We are pleased to welcome Dr. Alexander Springer for a guest lecture as part of the International Lecture Series of the Center for Inter-American Studies (University of Graz), which takes place in cooperation with the KonaK.
Title: U.S. LATIN AMERICA POLICY: From Bill Clinton to Joe Biden, Alexander Springer
When: Wed, 5 May, 2021, 18:45 hrs
Bill Clinton was the first President elected after the end of the Cold War, US power was at its zenith, and in the Western Hemisphere, after the lost decade of the 1980s and the end of dictatorships, things also looked hopeful. The first Summit of the Americas in Miami (1994) with its commitment to democracy and development embodied this optimism.

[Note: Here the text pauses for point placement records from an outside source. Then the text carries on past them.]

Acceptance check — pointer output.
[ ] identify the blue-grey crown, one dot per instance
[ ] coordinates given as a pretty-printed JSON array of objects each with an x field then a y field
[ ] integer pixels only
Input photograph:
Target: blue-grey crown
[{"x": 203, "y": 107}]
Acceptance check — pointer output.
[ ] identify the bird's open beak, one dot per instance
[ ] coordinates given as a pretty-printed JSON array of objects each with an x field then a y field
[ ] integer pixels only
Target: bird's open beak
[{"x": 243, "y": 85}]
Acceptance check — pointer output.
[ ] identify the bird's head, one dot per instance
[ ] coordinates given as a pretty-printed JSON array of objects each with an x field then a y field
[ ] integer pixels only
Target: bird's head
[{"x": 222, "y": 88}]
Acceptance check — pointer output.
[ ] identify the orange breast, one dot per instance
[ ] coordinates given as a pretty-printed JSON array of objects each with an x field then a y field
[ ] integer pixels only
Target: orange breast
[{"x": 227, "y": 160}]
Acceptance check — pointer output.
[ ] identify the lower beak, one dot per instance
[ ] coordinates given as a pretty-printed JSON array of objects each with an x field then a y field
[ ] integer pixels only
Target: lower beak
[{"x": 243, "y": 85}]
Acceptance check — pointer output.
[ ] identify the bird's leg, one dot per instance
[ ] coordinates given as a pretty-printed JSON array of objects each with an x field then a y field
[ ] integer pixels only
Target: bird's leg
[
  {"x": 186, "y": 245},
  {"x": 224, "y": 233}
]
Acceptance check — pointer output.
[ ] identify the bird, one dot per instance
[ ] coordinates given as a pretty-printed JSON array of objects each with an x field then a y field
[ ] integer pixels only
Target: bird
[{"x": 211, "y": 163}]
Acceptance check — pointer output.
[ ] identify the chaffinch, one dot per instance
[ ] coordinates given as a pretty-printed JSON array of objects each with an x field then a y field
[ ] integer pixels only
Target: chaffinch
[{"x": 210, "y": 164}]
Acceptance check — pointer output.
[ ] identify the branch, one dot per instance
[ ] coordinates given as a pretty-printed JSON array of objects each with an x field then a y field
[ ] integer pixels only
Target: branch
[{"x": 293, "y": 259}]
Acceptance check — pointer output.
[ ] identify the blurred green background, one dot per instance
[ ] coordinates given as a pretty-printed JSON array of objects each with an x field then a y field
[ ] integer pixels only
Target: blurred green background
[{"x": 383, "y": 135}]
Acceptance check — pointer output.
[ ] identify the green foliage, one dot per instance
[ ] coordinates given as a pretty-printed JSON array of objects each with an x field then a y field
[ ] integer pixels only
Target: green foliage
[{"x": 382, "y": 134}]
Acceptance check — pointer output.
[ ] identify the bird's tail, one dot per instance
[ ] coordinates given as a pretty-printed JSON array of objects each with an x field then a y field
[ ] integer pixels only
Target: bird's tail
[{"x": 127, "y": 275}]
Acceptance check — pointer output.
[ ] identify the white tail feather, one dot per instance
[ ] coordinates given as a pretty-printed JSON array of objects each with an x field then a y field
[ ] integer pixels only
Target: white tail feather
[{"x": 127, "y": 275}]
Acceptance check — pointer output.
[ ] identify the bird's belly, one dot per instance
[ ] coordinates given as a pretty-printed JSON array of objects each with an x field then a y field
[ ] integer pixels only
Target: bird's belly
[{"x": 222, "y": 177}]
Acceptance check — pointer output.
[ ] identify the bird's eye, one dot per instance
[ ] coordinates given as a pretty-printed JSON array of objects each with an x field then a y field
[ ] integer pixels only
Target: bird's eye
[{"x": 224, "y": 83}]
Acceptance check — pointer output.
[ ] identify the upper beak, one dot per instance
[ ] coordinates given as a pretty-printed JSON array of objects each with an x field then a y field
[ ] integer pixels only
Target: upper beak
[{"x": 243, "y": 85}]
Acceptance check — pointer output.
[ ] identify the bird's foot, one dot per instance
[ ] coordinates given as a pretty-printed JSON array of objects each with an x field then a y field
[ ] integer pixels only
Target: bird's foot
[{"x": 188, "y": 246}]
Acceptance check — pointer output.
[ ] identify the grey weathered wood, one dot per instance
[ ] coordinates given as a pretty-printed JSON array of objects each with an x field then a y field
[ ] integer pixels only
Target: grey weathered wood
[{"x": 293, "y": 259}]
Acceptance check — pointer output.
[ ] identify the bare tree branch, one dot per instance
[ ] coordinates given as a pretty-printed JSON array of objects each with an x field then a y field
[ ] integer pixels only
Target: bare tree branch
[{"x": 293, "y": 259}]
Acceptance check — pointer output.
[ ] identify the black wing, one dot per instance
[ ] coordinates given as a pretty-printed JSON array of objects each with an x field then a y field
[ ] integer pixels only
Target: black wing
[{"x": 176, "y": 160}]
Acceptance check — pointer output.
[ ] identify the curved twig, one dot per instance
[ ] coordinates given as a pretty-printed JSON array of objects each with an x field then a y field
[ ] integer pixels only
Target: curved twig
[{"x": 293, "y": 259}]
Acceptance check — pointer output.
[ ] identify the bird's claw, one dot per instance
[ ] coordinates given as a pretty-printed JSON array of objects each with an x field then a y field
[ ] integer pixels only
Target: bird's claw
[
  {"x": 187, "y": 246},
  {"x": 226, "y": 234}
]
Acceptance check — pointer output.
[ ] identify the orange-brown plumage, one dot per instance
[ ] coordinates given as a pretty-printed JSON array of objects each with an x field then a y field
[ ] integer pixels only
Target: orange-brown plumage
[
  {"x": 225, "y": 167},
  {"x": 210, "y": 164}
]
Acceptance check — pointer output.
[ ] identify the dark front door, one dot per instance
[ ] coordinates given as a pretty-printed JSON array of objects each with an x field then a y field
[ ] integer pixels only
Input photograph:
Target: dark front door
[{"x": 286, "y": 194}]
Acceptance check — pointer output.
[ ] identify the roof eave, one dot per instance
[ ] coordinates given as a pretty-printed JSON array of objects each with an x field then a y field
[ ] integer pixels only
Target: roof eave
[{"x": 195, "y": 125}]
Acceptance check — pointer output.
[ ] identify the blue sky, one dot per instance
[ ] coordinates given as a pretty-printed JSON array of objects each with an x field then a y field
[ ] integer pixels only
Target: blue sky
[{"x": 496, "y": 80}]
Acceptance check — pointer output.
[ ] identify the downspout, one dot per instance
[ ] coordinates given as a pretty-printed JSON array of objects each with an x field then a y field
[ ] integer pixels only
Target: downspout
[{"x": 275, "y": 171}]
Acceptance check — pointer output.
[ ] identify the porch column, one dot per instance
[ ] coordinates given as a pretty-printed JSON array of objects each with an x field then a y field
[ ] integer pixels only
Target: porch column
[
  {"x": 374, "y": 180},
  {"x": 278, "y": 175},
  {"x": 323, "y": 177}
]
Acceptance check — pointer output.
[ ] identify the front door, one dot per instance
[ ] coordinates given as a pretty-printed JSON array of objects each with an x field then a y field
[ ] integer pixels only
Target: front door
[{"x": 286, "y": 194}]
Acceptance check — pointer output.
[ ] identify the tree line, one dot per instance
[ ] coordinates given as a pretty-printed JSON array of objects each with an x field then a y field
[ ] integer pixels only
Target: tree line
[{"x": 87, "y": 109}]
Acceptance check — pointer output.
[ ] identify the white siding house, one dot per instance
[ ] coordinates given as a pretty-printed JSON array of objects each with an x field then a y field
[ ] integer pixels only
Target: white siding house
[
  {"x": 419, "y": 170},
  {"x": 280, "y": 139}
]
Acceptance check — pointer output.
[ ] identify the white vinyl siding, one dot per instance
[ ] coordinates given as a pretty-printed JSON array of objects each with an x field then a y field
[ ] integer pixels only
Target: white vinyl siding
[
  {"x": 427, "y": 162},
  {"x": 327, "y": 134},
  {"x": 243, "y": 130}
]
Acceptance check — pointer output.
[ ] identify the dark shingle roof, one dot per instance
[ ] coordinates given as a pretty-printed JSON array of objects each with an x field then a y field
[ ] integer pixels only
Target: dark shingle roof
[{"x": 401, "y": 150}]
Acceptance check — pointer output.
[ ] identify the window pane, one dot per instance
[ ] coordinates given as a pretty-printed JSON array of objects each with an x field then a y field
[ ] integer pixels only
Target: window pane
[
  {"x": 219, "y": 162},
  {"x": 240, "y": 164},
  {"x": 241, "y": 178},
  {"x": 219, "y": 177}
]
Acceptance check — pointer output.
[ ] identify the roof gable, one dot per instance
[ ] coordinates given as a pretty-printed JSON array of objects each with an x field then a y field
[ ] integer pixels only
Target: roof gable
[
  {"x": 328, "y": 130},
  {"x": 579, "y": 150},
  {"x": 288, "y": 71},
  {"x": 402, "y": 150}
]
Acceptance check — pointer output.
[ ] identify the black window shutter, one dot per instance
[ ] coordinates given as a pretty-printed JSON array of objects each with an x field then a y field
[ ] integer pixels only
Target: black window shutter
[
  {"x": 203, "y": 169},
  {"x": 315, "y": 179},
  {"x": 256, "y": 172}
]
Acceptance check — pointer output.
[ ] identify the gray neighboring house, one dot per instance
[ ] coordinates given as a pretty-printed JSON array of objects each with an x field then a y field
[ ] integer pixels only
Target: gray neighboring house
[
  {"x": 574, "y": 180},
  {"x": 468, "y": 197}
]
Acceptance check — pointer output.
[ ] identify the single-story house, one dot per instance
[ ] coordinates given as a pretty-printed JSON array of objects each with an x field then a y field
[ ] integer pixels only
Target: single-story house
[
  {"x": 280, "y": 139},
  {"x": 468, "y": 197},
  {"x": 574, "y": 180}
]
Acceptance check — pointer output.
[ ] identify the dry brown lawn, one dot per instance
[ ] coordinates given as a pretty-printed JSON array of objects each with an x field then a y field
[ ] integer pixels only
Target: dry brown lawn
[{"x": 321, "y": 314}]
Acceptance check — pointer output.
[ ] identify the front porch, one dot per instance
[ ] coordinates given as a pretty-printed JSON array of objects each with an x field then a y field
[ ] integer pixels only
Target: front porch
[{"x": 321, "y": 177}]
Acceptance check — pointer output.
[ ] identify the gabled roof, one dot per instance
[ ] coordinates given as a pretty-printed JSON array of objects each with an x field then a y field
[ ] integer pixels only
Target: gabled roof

Nevertheless, the less unequal partnership many had hoped for never quite materialized, as new topics (“War on Terror” under George Bush; “Pivot to Asia” under Barak Obama) replaced Latin America on Washington’s agenda. A low point was probably reached with Donald Trump, who not only used the fear of illegal migration and Latino gangs as an opportunity for negative campaigning, but also either ignored, or bullied the countries of region into giving him what he needed.
Resurrecting the Cold War, Washington tried to sanction and pressure the “Troika of Tyranny” (Cuba, Venezuela and Nicaragua), with a view to changing their regimes. Joe Biden has only been president for 100 days, but at least the tone seems to have become less confrontational. However, the migration issue still seems to drive most U.S. interest in its Southern neighborhood.
Alexander Springer is a diplomat, who currently serves as Deputy Director of the Americas Department at the Austrian Ministry of Foreign Affairs. He was previously posted to the Austrian embassies in Brussels, Madrid, Brasilia, and Bogota. He taught international relations at the Universidad de los Andes in Bogota (Colombia) and at the University of Vienna. He has lectured at several universities and at the Diplomatic Academy Vienna.